As a Site Reliability Engineer, you will:
- Work alongside the development team to ensure speedy and reliable software deployments, monitor systems, and improve overall reliability of the platform. In addition, as you discover and document system bugs, you have the motivation to go off and fix them yourself.
- Develop features to automate, scale, test, and secure the cloud infrastructure and the pipelines
- Enhance performance monitoring of the various systems
- Identify performance bottlenecks and optimize the performance of cloud infrastructure
- Perform and support deployments to multiple AWS cloud systems
- The ideal site reliability engineer candidate is either a software engineer with a good administration background or a highly skilled system administrator with knowledge of coding and automation.
- Must be a highly adaptable engineer who are willing to step outside of their comfort zone to accomplish the mission
- Candidate must have a TS/SCI clearance and have or be willing to obtain a current Polygraph
- Bachelor's degree with 4-8 years of experience or equivalent in Computer Science, Computer Engineering, or related field degree or 2-4 years with a Masters degree.
- Strong Infrastructure as Code programming skills
- Advanced automated script design, coding, debugging, and maintenance skills (using bash, python, etc.)
- Experience in CI/CD toolsets (e.g. Jenkins, GitLab, SonarQube, etc.)
- Experience with Containerization (Docker) and Container Orchestration (Kubernetes)

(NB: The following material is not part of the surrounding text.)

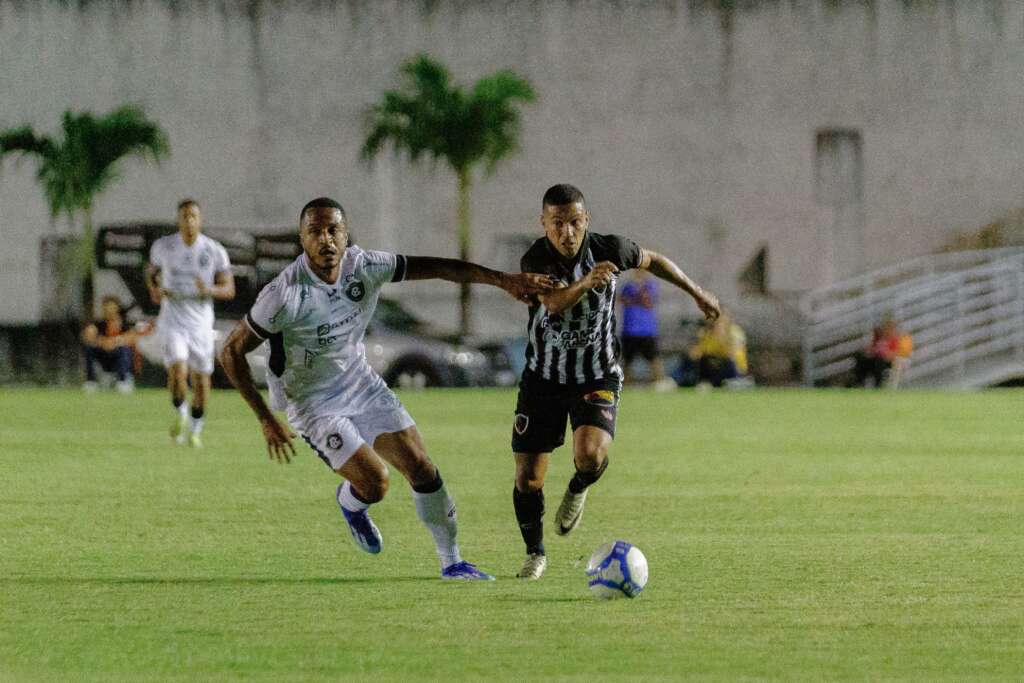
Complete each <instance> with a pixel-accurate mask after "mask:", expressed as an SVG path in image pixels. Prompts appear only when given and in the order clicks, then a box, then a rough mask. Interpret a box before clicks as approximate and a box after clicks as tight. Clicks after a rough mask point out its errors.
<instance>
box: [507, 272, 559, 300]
mask: <svg viewBox="0 0 1024 683" xmlns="http://www.w3.org/2000/svg"><path fill="white" fill-rule="evenodd" d="M555 286H556V283H555V279H554V278H552V276H551V275H541V274H538V273H536V272H519V273H511V272H506V273H504V275H503V278H502V289H503V290H505V291H506V292H508V293H509V294H510V295H512V297H514V298H516V299H518V300H519V301H522V302H523V303H529V302H530V298H531V297H534V296H536V295H538V294H547V293H548V292H550V291H551V290H553V289H554V288H555Z"/></svg>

- Good command of Linux/Unix and command line knowledge
- Experience in application administration, configuration, and integration
- Familiarity with agile development methodologies
- Skilled and disciplined to work with a distributed team
- Ability to multi-task in a fast-paced environment with multiple deadlines is essential
- Passion for new technologies, software, and processes
- Significant experience with cloud native technologies
- Familiarity with AWS
- Current certification compliant with DoD 8570 IAT level 3 (COMPTIA Security +)